Andy Bowling

No. 51
- Position: Linebacker

Personal information
- Born: September 25, 1945 (age 80) Lynchburg, Virginia, U.S.
- Listed height: 6 ft 2 in (1.88 m)
- Listed weight: 235 lb (107 kg)

Career information
- High school: E. C. Glass (Lynchburg)
- College: Virginia Tech (1963–1966)
- NFL draft: 1967: 4th round, 105th overall pick

Career history
- St. Louis Cardinals (1967)*; Atlanta Falcons (1967);
- * Offseason or practice squad member only
- Stats at Pro Football Reference

= Andy Bowling =

American football player (born 1945)

Andrew Walter Bowling (born September 25, 1945) is an American former professional football player who was a linebacker for one season with the Atlanta Falcons of the National Football League (NFL). He played college football at Virginia Tech and was selected by the St. Louis Cardinals in the fourth round of the 1967 NFL/AFL draft.

==Early life and college==
Andrew Walter Bowling was born on September 25, 1945, in Lynchburg, Virginia. He attended E. C. Glass High School in Lynchburg.

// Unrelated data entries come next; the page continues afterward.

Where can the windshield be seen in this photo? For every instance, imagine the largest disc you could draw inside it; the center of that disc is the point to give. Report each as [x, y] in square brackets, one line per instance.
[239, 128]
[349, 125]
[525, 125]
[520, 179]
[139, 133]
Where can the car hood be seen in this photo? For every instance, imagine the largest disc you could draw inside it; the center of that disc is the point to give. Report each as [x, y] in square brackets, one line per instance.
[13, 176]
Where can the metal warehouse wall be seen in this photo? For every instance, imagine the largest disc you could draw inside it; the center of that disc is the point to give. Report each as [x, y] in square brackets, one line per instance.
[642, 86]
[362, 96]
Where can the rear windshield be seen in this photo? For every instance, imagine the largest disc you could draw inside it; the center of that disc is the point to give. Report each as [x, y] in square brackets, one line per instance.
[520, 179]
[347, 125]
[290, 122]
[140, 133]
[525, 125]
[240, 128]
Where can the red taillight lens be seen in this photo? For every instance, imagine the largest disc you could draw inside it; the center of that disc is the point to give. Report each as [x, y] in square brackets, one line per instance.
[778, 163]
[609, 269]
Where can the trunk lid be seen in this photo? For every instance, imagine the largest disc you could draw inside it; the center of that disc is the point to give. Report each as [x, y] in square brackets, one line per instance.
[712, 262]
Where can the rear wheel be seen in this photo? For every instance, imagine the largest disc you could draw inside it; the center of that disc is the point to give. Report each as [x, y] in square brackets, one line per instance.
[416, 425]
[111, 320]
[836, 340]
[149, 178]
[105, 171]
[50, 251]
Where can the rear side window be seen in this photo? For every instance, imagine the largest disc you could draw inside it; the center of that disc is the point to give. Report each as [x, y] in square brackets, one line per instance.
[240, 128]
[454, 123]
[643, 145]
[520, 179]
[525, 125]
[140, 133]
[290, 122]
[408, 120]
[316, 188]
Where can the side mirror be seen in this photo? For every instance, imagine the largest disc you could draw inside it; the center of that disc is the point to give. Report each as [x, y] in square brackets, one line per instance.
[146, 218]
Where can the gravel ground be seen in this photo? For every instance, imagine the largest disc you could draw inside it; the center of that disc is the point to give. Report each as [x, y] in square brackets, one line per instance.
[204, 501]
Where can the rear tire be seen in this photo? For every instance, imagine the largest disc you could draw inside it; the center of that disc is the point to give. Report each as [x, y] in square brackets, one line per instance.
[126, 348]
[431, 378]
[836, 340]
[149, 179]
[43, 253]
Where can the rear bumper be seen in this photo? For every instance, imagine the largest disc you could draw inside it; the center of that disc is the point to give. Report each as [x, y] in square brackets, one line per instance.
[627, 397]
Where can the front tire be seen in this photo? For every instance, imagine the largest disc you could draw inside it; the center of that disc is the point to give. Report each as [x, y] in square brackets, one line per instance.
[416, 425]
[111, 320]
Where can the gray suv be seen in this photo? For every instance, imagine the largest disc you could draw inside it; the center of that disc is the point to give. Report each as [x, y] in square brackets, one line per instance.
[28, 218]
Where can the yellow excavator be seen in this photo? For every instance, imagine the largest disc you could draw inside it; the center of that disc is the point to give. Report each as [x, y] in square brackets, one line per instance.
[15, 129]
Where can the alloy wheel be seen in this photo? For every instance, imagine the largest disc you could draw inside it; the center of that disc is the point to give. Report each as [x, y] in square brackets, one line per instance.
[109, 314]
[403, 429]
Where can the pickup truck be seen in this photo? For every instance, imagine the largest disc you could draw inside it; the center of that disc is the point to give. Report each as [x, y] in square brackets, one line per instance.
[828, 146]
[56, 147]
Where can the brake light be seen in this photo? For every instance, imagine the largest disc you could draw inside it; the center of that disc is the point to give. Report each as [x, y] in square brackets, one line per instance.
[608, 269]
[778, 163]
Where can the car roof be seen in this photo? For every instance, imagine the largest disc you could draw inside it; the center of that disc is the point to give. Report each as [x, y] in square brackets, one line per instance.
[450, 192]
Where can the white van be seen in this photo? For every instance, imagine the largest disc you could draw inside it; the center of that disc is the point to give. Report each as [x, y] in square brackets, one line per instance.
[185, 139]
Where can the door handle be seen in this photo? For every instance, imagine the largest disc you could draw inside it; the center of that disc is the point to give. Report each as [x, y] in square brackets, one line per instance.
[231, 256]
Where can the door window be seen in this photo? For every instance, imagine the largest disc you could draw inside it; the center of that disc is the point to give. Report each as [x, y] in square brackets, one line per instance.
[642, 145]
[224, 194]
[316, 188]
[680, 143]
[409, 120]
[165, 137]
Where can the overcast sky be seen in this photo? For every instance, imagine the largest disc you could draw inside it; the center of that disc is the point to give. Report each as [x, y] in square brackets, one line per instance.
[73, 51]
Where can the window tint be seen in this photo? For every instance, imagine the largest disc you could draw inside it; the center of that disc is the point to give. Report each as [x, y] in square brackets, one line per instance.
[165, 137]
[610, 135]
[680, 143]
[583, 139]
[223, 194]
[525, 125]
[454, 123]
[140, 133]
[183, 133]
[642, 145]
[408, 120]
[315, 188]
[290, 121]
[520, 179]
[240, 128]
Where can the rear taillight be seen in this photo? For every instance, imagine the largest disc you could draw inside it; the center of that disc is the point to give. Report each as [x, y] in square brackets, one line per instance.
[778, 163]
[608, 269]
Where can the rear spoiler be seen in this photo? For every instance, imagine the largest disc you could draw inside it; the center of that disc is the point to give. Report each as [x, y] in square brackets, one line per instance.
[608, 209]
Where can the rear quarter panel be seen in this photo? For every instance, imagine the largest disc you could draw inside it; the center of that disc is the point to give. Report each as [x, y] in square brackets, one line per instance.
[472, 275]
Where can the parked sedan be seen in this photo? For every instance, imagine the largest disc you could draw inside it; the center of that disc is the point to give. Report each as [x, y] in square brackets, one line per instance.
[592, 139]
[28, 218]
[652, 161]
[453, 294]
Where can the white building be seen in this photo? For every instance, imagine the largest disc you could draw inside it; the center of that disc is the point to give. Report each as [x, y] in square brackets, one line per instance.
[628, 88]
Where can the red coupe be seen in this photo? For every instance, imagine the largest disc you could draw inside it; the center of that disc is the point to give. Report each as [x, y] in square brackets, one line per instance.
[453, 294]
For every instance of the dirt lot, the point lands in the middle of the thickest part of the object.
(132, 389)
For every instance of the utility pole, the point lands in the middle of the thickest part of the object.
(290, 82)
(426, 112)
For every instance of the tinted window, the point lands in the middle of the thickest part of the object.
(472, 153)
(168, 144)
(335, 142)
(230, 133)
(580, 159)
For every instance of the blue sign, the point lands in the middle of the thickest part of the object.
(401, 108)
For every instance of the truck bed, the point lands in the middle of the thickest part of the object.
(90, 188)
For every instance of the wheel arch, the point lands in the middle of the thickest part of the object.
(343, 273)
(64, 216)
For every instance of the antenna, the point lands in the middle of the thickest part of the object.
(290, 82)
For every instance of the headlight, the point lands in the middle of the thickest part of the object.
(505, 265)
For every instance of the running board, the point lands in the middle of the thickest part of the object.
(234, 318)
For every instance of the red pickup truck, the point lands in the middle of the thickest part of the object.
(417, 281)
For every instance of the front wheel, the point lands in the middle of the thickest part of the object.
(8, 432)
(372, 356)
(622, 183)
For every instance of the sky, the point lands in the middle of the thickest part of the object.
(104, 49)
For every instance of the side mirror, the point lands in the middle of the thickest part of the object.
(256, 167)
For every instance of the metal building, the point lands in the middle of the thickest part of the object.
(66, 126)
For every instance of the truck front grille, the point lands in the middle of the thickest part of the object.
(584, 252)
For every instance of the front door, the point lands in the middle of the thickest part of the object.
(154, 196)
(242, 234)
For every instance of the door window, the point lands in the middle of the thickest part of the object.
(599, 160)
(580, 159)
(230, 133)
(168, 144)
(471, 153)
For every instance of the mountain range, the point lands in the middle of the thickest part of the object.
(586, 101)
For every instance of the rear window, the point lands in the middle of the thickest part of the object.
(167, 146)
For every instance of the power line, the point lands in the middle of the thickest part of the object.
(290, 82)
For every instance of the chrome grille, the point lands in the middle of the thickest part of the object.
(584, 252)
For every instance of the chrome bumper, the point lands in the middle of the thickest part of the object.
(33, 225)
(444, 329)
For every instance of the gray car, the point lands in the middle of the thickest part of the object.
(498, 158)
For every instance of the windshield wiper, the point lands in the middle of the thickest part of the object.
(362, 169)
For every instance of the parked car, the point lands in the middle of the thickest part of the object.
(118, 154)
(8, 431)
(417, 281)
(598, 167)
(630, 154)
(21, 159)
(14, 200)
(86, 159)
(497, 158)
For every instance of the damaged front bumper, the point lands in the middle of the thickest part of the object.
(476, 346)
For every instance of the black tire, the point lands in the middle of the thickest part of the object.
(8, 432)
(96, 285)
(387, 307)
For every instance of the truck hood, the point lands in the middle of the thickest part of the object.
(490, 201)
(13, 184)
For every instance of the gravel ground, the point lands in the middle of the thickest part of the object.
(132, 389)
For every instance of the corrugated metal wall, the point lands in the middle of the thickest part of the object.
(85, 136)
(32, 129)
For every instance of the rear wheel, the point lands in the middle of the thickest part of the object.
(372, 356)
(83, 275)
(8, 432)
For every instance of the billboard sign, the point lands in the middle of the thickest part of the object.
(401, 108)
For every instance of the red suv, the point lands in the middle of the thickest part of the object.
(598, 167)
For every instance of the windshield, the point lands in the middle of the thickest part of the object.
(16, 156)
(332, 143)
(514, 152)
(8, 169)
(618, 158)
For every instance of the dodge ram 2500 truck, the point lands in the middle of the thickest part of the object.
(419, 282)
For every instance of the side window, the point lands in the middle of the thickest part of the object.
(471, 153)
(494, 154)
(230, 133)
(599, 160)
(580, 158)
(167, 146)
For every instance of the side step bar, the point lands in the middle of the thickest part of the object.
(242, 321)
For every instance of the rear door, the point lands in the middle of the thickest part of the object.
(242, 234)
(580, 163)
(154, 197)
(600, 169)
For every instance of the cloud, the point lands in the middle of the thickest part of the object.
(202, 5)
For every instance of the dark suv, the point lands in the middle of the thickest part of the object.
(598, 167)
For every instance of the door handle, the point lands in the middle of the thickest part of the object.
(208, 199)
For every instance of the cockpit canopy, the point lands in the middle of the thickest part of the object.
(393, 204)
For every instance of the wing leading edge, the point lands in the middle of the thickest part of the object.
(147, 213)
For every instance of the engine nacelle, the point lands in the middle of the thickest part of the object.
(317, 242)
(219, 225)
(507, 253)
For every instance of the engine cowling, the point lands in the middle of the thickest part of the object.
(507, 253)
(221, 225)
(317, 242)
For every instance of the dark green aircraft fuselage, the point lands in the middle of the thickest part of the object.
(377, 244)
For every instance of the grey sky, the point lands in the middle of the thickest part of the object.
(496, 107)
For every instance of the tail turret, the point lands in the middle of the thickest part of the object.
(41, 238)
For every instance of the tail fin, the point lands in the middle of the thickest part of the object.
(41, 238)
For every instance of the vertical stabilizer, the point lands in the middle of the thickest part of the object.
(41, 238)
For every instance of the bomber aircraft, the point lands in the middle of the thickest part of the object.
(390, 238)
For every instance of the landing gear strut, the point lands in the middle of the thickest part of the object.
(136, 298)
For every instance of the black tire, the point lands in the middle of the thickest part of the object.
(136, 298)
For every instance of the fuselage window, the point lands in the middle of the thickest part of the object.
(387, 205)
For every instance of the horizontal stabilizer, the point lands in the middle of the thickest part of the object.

He was a member of the Virginia Tech Hokies from 1963 to 1966 and a three-year letterman from 1964 to 1966.

==Professional career==
Bowling was selected by the St. Louis Cardinals in the fourth round, with the 105th overall pick, of the 1967 NFL draft. He signed with the Cardinals but was waived later in 1967.

Bowling claimed off waivers by the Atlanta Falcons in 1967. He played in six games for the Falcons during the 1967 season, recovering one fumble. He was released in 1968.